Kelly fought to get her breath under control. It was dark in her room; the shadow in the open doorway backlit by the light in the hall. ‘What time is it?’

‘Half past two.’

‘God, I’m sorry. Did I wake you?’

‘I’m just in off lates. You okay now?’

‘Yes. Thank you.’

The door closed and Kelly lay in the dark, sweat running between her breasts. It had been ten years since she had sat
holding Lexi’s hand, listening to her tell the police officer what had happened, then – later – watched her sister through a television screen, as her statement was videoed. Watched her twin sister cry as she recounted every little detail; every humiliating, painful detail.

‘I don’t want Mum and Dad hearing all this,’ Lexi had said.

Kelly had asked her once, years later, if she ever had nightmares. She’d said it casually, as though she’d only just thought about it. As though Kelly didn’t wake with the weight of a man on her chest; with his fingers inside her.

‘Once,’ Lexi had said. ‘A few days after it happened. But never again.’

Kelly’s pillow was drenched in sweat. She threw it on to the floor and rested her head on the sheet beneath. She was off work today. She’d go and see Lexi; maybe have supper with the boys. But first, there was something she had to do.

The
London Gazette’s
offices were in Shepherd’s Bush, in a huge but unprepossessing building housing several other newspapers. Kelly showed her warrant card to the receptionist then waited on an upright armchair far less comfortable than it looked. She ignored the knot of anxiety in her stomach: so she was working on an investigation in her spare time – it wasn’t an offence to do unpaid overtime.

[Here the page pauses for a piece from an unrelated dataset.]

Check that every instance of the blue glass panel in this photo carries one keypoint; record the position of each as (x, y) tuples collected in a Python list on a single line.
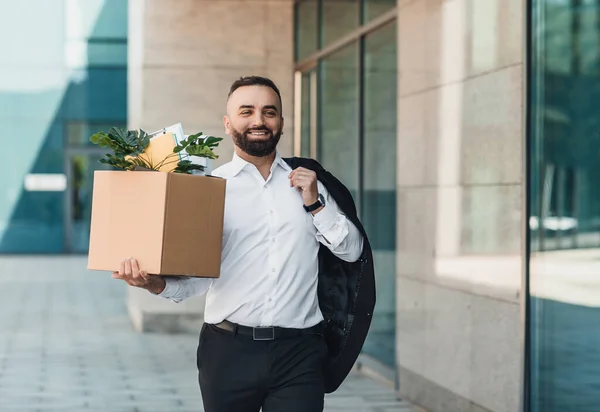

Even in her head it didn’t sound convincing. Cathy Tanning’s bag dip was no longer hers to investigate, and Kelly should have reported this new development to the sergeant on the Dip Squad as soon as it came in.

And she would, as soon as she had something concrete to report. But the Dip Squad was as strapped for resources as any other department. With nothing concrete to go on, Cathy’s case might not be looked at for days. Someone had to make her a priority.